Friday, August 8, 2014

Day 17: Still exhausted and a bit livid.

I'm so tired.  Every day I wake up and tell myself 1. to be positive and not to be consumed by this and 2. maybe today will be the day.  I'm tired of having to give my self a pep talk every morning.  I'm hanging on to the fact that it will be 'just one more day.'

Finally, I took it upon myself to call Myriad labs.  So, now I've crossed the line from being that patient to being that certifiably crazy patient.  I didn't have anything to lose.  After giving them some information, I was able to speak with Rachel who was in charge of my case.  (Honestly, I was surprised I was able to talk to an actual person ~ wasn't really expecting that) I just wanted them to know that I am human and I feel like I have been held hostage (granted self-imposed) by them not releasing my results.  I know they are looking forward to their weekend, but I wasn't.  I'm dreading the weekend because I still don't have answers.  I just wanted them to hear that I'm more than a saliva sample.

The conversation went something like this:
Me:  Hi Rachel.  This is Julie Moss.
Rachel: Hi Julie.  I just closed out of your file.
Me:  You did?!  That's great!  Does that mean results will be coming soon?
Rachel: Yes.  We can now start to run your test.
Me:  (Barely able to speak from getting the proverbial wind knocked out of me)  You mean you haven't started my test yet?
Rachel:  Well, we were having some trouble with where to look.  We now know that and am starting your test.  I've put a rush on it.  The test usually takes 5-7 days.
Me:  (Literally out of breath and my heart pounding)  So you mean another week of waiting?
Rachel:  Yes
Me:  Okay.  I'm just so tired.
Rachel:  *Dead silence*
Me:  Thank you.  Bye.
I'm still not sure what the hold up is.  I would have thought since they have Jill's results, my results would have been much faster to locate.  Jill's test was like finding a needle in a haystack.  Her test will tell them exactly where my needle in the haystack is,  and somehow it's taking longer.

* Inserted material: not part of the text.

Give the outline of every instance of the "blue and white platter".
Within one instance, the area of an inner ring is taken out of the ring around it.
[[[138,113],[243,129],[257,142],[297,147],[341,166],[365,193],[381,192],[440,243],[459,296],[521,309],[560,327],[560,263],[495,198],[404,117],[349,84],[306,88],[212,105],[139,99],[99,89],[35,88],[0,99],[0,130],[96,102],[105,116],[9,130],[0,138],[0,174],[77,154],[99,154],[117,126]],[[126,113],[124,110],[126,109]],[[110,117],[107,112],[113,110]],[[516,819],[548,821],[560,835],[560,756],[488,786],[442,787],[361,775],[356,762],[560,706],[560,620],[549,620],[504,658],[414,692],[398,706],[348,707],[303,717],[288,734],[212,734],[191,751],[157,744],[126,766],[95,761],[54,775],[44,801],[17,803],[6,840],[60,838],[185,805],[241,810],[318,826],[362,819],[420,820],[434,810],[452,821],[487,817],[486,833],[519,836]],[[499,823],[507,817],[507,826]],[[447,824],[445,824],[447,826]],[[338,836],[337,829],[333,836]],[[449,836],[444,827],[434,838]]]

I'm frustrated.  And freaking exhausted.  And I wish I could call and give someone a piece of my mind, but 1. that isn't my style and 2. I don't even have the energy to do that if it were my style.

So... More waiting.  I'd give anything if someone would just knock me out and wake me up when this is over.  I catch myself thinking I just can't handle the stress anymore.  But, then I remember, that if BRCA+ the stress has just begun.  It's a marathon, not a sprint.  Thing is, I already feel like I ran that marathon, and now someone really did just pull the tape and say 'sorry, you still have a ways to go.'

Tomorrow will be a better day.

Thanks to all of you who have read the blog and sent sweet texts checking in.  It means a lot.

I know this will come to an end soon.  At least the waiting part.  And I know people who never 'get an end' to their hurt.  It could be worse.  Until then, I will put on my big girl panties and continue on...

Speaking of panties... If I'm BRCA+ that maybe means I would eventually get to throw away all those period panties.  Girls, you know the one's I'm talking about, right?!  That's the silver lining for today.